Segundo a Constituição, cabe à União editar normas gerais de organização, efetivos, material bélico, garantias, convocação, mobilização, inatividades e pensões das polícias militares e dos corpos de bombeiros militares. Mas em outro trecho, no Artigo 144, ela diz que as polícias militares estão subordinadas aos governadores dos estados, cabendo a eles editar normas de gestão e administração. E a confusão não termina aí. Nesse mesmo artigo, a Constituição diz que as polícias militares são Forças Auxiliares e de Reserva do Exército, que, por força de uma lei aprovada na ditadura, detém a prerrogativa de coordená-las no que diz respeito à instrução, supervisão, coordenação e controle.
Em suma, o pacto federativo estabelecido pela Constituição negligenciou a governança das polícias. Isso acabou produzindo o quadro que temos hoje, de dissonância entre diferentes esferas do poder público, o que incentiva a fragmentação e o insulamento dessas tropas. No dia a dia, as polícias fazem o que acham certo, sem que ninguém as controle efetivamente.
Contribui para esse cenário o fato de que, nas últimas décadas, demandas corporativistas e percepções dos policiais foram sendo diluídas numa espécie de jogo de soma zero. Os policiais passaram a disputar cargos políticos com o objetivo de destravar reformas e influenciar os rumos da segurança pública. Essa ação, contudo, é enfraquecida porque, se por um lado há consenso entre os policiais quanto à urgência de reformar e valorizar a carreira, há também enormes discordâncias sobre a forma de fazer isso.
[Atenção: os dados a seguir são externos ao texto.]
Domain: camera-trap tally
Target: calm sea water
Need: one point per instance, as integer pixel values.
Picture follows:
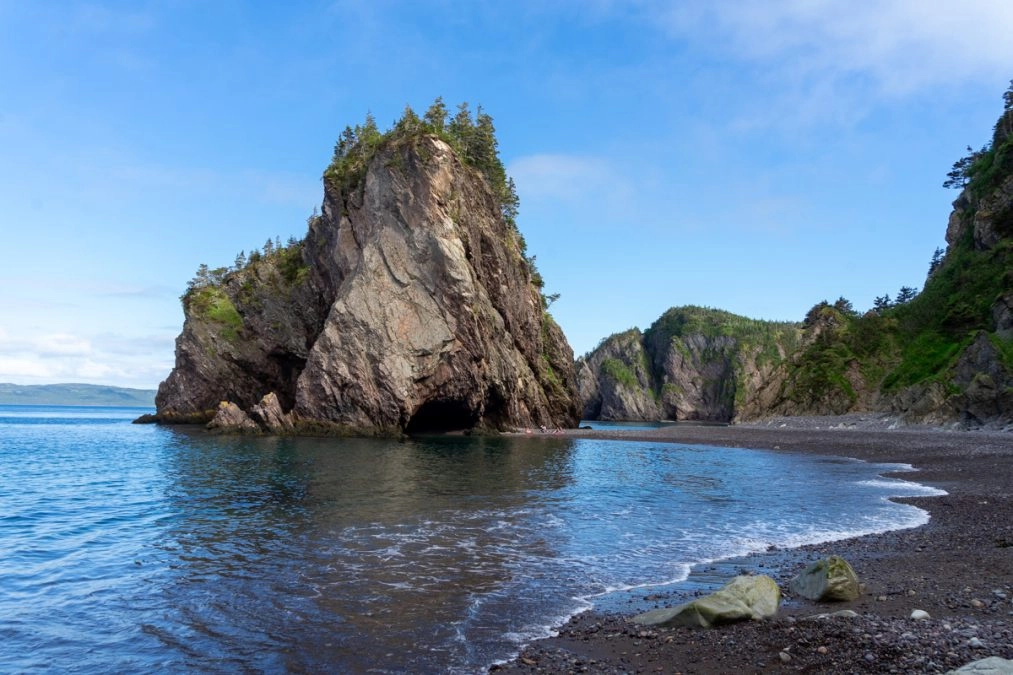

Os interesses dos representantes das diferentes carreiras que compõem as polícias são muitas vezes contraditórios (as pautas defendidas por delegados da Polícia Civil se opõem àquelas defendidas por oficiais da PM, por exemplo). O resultado disso é um sistema de vetos perfeitos, similar ao que ocorre entre países no Conselho de Segurança da ONU. Isto é: todos concordam com a necessidade de reformas, mas não há consenso sobre o que deve ser posto no lugar, então cada carreira veta a proposta da outra e nada avança.
Diante desse quadro de indefinições, a presidência da República, única força política capaz de alterar a correlação de forças no Congresso, só tomou iniciativas quando provocada por crises e crimes espetaculares que repercutiram na imprensa e nas redes sociais. Todos os ex-presidentes da República desde 1989 buscaram não se envolver diretamente com a segurança pública, deixando as polícias estaduais isoladas, e/ou se limitaram a dar suporte financeiro às unidades da federação. A maioria dos presidentes pensava que segurança era uma agenda dos governadores e que não seria politicamente conveniente se envolver com ela.
Foi Bolsonaro quem quebrou esse padrão, chamando para si a responsabilidade sobre o assunto, ainda que de forma puramente retórica. Enquanto seus antecessores mantinham distância do problema, ele assumiu a segurança pública como uma questão prioritária, atiçando com isso as expectativas dos policiais, que até então vinham sendo frustradas pelo tortuoso modelo de governança descrito acima. Seu discurso autoritário, de eliminação dos “inimigos” e de uso da violência para executar uma espécie de “limpeza moral” do país teve grande aderência na classe policial. Não se trata de uma parcela pequena da população: considerando os policiais, os militares de modo geral e seus familiares, esse grupo é composto por aproximadamente 18,5 milhões de brasileiros.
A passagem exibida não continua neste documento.